A disgraced former police chief yesterday went on trial at the Supreme Court over a 2007 charge for possession of $30,000 in counterfeit money.
Heng Pov, who was a senior police chief in Phnom Penh, has already amassed about 100 years in prison for various crimes, including conspiracy to murder and possession of the fake cash.
Mr Pov, 60, was accused of possessing the counterfeit money in 2006 at his home in Kandal province’s Takhmao city.
In the courtroom, Mr Pov asked the judges not to waste time questioning him but to get his sentencing over and done with, since he knew he would not receive justice.
“I have already been imprisoned for 12 years,” Mr Pov said to reporters before the trial, adding he had been framed by colleagues, including his enemy Lieutenant General Mak Chito, who is now deputy national police chief.

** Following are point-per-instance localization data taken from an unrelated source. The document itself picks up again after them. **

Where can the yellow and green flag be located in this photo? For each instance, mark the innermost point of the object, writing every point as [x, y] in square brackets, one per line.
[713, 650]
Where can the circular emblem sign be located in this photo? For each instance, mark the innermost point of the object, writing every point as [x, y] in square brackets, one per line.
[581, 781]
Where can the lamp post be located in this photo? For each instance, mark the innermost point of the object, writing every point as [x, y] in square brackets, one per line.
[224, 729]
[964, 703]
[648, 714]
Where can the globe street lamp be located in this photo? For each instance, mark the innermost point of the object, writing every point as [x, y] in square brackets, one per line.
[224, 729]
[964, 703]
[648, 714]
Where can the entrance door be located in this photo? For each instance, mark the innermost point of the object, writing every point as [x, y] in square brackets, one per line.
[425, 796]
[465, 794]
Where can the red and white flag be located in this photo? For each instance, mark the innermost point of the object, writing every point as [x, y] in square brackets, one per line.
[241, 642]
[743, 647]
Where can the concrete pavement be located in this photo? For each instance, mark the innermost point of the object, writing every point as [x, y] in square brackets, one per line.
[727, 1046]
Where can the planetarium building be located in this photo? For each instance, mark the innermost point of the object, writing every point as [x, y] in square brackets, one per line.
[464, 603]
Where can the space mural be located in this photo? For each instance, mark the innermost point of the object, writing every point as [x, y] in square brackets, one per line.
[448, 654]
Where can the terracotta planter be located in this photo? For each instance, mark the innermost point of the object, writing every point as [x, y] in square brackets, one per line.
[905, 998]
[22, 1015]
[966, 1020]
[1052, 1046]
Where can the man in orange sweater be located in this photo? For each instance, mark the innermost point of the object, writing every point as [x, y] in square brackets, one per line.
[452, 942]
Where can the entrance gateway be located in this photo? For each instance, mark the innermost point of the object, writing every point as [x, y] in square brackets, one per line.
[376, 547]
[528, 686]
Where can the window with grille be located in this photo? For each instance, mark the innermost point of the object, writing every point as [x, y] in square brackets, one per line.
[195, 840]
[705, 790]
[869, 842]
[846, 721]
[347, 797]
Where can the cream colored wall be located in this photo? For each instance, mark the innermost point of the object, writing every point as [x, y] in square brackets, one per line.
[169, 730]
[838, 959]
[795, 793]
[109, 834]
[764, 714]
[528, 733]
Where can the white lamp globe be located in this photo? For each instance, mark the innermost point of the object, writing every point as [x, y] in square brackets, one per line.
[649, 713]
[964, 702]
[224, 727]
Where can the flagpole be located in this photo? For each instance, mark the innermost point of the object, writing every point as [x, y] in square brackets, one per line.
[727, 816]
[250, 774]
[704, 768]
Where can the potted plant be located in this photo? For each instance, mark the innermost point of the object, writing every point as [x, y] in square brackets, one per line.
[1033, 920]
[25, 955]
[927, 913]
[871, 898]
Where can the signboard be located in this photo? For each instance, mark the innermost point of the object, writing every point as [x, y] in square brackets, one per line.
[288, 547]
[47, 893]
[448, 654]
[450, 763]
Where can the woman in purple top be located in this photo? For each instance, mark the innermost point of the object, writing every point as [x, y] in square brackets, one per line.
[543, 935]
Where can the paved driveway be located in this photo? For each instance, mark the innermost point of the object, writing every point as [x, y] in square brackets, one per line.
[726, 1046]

Mr Pov said he had been sentenced in seven different cases, claiming that if he should be behind bars, then so should many other police officials.
In 1992, a dozen bandits broke into a gold shop near Olympic Stadium and made it all the way to Kampong Speu province before police cornered them in a small house.
Mr Pov’s colleagues wanted to go in shooting, but he took a megaphone and approached through a rice field, urging them to surrender and avoid bloodshed.
Instead, they opened fire and Mr Pov went down in a hail of bullets, which shredded his leg. It was later amputated.
“I lost my leg in 1992, chasing thieves in Kampong Speu,” Mr Pov said, adding he had been targeted by other police because he refused to allow bribery.
Mr Pov’s wife and his children have been granted asylum in Finland. He said he wanted to hire a lawyer but could not afford to because the court froze his bank account.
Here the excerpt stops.